The description given would indicate that the Gospel preachers were called upon to endure hardness as good soldiers of Jesus Christ and this they gladly did for His sake. Later on other laborers of like mind were attracted and came along to help in the work of the Lord.
These assemblies that sprang up all around were composed of young converts and much shepherd work and godly instruction were required among them. “All day” meetings were arranged in different places and the saints came together for prayer, praise, and ministry of the Word, and thereby much help and blessing was received and the assemblies were established in the faith.

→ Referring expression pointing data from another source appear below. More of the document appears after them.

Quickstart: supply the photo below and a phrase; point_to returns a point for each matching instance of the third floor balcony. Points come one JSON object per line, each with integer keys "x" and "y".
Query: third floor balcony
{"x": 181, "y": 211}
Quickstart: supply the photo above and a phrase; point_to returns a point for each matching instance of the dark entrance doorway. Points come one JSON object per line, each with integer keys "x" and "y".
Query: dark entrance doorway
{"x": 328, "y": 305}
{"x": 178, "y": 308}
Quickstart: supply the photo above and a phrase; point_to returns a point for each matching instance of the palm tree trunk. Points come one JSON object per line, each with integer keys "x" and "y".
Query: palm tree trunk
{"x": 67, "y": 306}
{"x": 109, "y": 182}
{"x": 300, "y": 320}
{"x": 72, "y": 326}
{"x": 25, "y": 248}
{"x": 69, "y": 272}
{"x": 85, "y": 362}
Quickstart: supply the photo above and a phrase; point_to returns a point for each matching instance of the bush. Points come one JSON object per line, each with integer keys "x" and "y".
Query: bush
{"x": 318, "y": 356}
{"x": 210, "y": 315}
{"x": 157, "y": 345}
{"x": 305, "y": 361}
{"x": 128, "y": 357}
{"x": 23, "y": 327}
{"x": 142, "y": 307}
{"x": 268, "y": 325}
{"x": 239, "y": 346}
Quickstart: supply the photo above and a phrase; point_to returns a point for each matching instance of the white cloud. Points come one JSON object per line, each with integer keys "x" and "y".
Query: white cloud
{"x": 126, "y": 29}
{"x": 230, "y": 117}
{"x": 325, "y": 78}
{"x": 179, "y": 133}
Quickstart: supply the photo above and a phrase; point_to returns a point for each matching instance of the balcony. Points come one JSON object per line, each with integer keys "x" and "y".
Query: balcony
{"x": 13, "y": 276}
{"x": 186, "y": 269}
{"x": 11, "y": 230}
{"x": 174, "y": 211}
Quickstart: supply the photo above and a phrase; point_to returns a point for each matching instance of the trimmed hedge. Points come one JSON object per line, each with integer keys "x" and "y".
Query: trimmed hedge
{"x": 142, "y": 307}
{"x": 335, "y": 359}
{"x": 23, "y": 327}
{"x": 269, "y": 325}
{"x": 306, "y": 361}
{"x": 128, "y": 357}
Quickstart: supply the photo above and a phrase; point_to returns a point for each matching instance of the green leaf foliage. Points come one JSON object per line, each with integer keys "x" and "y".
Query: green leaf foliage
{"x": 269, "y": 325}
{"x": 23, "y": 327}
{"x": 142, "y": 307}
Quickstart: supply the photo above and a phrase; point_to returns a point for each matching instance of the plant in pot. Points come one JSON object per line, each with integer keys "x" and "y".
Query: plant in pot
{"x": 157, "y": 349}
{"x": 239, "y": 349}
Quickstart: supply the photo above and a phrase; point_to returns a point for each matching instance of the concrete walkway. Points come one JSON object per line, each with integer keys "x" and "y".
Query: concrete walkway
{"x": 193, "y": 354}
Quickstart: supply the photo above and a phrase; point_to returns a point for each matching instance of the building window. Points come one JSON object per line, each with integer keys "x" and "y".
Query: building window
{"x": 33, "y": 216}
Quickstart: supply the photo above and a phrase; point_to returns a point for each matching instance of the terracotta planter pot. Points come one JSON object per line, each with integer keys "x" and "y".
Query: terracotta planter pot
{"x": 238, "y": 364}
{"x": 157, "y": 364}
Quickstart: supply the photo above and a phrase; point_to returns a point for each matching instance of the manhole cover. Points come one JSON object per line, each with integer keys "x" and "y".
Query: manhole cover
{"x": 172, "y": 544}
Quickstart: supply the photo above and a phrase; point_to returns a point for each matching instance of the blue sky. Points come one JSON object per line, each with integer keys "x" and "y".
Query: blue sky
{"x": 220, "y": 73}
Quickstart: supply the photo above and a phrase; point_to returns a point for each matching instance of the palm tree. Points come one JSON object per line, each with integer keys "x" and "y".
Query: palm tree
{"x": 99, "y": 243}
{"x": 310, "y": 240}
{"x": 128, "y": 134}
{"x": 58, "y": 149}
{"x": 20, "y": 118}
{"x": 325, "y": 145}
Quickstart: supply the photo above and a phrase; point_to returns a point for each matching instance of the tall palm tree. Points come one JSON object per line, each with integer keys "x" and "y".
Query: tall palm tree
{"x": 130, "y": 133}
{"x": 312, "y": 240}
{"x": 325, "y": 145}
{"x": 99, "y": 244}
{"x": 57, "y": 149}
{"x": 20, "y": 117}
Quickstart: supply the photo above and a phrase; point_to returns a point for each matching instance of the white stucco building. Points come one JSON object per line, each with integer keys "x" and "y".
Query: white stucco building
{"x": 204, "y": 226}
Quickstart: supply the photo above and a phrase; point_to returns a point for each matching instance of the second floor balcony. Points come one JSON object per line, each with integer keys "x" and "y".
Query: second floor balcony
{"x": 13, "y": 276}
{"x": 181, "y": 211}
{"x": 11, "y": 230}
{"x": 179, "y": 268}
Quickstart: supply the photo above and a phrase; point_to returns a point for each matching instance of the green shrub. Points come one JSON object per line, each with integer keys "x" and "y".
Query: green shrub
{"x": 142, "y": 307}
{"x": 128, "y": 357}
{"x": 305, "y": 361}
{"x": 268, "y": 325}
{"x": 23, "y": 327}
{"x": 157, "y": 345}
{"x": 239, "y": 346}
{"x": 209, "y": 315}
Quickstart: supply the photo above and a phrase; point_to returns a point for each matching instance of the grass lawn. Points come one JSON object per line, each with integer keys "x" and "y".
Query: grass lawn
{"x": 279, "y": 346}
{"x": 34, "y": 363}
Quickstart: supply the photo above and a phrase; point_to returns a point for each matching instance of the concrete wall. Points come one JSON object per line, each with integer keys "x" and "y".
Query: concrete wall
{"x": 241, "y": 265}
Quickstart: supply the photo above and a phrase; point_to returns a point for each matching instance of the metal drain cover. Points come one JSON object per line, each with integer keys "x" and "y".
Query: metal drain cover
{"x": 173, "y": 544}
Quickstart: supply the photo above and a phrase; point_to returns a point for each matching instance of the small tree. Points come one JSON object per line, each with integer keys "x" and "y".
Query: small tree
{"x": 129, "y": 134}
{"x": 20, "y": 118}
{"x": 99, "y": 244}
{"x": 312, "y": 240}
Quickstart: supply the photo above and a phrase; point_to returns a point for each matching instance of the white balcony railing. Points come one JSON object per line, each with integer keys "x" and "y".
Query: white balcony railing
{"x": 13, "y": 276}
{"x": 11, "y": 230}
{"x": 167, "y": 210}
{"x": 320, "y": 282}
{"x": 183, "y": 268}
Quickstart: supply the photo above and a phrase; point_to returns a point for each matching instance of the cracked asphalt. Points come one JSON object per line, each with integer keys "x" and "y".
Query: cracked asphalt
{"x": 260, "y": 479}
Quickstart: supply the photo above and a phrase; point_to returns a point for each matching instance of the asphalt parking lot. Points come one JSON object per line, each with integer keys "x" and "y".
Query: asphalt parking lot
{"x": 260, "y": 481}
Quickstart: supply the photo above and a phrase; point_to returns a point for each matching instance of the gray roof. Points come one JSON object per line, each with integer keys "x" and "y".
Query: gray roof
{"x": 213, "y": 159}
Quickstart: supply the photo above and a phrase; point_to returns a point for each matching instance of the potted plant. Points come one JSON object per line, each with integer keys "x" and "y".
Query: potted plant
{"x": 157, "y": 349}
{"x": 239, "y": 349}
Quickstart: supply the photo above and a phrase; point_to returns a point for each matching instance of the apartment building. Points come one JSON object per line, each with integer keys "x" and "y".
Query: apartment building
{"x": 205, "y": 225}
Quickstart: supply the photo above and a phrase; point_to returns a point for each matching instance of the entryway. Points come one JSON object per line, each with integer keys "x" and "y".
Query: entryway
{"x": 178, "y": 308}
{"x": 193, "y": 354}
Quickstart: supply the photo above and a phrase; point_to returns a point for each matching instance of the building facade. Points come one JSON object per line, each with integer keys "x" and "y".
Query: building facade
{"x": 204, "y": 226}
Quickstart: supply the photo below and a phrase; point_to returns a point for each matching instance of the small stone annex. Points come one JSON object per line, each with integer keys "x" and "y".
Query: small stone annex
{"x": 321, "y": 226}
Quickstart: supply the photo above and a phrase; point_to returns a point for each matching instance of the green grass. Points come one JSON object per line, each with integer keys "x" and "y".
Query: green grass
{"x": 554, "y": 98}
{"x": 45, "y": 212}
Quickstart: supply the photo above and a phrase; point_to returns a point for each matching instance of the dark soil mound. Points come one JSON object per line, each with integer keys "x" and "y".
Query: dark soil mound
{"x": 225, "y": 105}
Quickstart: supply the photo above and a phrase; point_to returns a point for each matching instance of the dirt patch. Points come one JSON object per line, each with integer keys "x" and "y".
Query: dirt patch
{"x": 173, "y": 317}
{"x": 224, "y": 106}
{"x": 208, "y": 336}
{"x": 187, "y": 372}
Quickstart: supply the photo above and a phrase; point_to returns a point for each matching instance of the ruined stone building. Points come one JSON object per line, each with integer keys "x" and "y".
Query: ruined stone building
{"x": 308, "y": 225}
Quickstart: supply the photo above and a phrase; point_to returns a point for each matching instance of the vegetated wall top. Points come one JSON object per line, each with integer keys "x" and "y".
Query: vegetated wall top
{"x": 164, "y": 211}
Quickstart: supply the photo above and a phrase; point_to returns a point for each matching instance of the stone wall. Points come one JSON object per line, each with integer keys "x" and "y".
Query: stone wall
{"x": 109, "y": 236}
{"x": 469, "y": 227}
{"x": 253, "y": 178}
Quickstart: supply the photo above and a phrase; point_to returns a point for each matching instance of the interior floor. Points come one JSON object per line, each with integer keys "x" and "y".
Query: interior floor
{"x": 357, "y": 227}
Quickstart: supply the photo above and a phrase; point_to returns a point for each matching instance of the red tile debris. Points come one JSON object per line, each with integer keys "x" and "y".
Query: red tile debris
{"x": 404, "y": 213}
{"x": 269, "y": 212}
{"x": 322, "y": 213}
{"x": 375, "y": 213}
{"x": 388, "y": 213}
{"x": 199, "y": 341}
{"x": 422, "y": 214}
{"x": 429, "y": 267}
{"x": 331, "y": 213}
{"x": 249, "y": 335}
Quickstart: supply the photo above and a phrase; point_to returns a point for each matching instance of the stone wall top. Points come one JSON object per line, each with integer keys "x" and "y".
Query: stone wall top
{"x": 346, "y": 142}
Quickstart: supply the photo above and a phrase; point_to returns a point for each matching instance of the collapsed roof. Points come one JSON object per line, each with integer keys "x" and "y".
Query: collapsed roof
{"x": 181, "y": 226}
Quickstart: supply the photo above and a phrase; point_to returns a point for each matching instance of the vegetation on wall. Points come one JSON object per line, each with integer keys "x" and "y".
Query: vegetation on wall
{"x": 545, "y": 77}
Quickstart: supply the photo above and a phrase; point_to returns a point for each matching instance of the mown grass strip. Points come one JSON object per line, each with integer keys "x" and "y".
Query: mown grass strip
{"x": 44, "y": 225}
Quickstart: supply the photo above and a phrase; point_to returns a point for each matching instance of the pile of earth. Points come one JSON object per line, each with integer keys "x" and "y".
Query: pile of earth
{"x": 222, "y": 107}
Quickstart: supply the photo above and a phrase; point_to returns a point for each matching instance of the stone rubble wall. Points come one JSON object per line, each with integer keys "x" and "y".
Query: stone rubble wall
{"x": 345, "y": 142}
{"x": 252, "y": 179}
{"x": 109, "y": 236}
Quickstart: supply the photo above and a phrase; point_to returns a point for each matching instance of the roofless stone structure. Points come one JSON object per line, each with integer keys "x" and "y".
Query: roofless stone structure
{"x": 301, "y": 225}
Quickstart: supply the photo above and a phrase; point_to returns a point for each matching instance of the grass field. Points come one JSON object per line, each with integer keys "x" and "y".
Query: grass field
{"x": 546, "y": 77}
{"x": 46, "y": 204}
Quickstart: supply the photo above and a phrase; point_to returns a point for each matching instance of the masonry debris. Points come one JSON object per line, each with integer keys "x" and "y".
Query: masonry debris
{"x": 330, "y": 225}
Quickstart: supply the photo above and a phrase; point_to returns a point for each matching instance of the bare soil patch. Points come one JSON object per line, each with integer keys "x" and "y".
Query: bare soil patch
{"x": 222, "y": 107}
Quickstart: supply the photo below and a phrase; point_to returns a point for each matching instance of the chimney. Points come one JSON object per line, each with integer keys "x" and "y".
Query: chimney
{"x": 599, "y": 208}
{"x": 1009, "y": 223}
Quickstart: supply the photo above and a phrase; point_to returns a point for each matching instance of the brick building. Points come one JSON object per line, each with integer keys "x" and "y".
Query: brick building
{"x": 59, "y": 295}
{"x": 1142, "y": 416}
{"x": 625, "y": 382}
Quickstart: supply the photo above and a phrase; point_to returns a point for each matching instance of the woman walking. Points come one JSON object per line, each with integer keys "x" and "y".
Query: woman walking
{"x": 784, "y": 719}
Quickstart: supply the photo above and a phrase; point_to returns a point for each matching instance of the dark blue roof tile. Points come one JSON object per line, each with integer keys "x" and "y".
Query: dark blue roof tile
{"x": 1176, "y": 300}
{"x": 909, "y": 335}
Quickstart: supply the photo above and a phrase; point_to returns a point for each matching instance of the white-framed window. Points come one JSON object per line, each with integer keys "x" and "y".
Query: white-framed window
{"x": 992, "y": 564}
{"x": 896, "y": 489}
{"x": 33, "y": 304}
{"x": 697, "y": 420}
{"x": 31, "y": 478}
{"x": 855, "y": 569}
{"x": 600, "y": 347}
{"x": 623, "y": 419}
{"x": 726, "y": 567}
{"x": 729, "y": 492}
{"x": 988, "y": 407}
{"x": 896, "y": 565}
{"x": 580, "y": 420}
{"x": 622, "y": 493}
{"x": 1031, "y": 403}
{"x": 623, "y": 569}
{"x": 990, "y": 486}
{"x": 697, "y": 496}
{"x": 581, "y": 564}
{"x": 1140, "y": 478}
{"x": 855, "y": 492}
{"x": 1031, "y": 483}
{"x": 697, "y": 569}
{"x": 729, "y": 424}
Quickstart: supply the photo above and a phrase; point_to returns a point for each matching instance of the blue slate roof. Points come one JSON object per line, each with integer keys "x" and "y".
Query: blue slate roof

In Orillia at New Year, 1883, a four-days convention was begun, and the first one proved such a source of spiritual profit, it was decided to make it an annual convention. The first four days of January, 1885, were looked forward to by many young converts, some of whom had never been to a convention since they were born again. The large Shaftsbury Hall was taken for the occasion. The preachers laboring in and around Orillia and who were present to give help in the ministry at the convention were brethren Marshall, Case, Irving, McClure, Douglas, Telfer, Faulkner, Gook and Benner.
The presence of the Lord was very manifest during the meetings, old and young receiving their portion from the Word. A brother who attended that conference and was much helped through the ministry, like Barnabas when he saw the grace of God was glad, wrote of what he witnessed in those days.
“It is only four or five years ago since this part of Canada was penetrated by the preachers of the simple Gospel of God’s grace, and doubtless the Lord has done a most gracious work since then. As in other places the enemy has been deceiving some by imitations of the reality, yet, after making allowances for these drawbacks, there is cause for deep hearty thanksgiving to God that so many children have been born in the family of God, and while some Christians are talking about the work others are doing it. To see team after team at the Hall door after hauling precious loads of God’s saints many miles from the country was to us truly cheering and refreshing; and the manifest appreciation by these dear children of God of their own Father’s Word was a great cause for thankfulness to God. The meetings were well attended and were profitable. Not a few of the Lord’s own dear ones thanked the Lord for blessing received.”
In addition to the ordinary and usual ministry to one another, such gatherings annually, as the Orillia Conference meetings, are very desirable and a source of much blessing. “Iron sharpeneth iron, so doth a man the countenance of his friend” (Prov. 27:17).
This was the first convention in Orillia that Mr. McClure attended and to him it was like “a cup of cold water to a thirsty soul.” While attending the conference Mr. McClure and Mr. Douglas were able to continue their meetings at Balsom Lake, and for quite a few weeks after, and they had the joy of seeing many more led to Christ.
For a whole year brethren McClure and Douglas had labored for the Lord in several places around Victoria Road, and just as we read of the work of God in New Testament days, “much people was added unto the Lord.”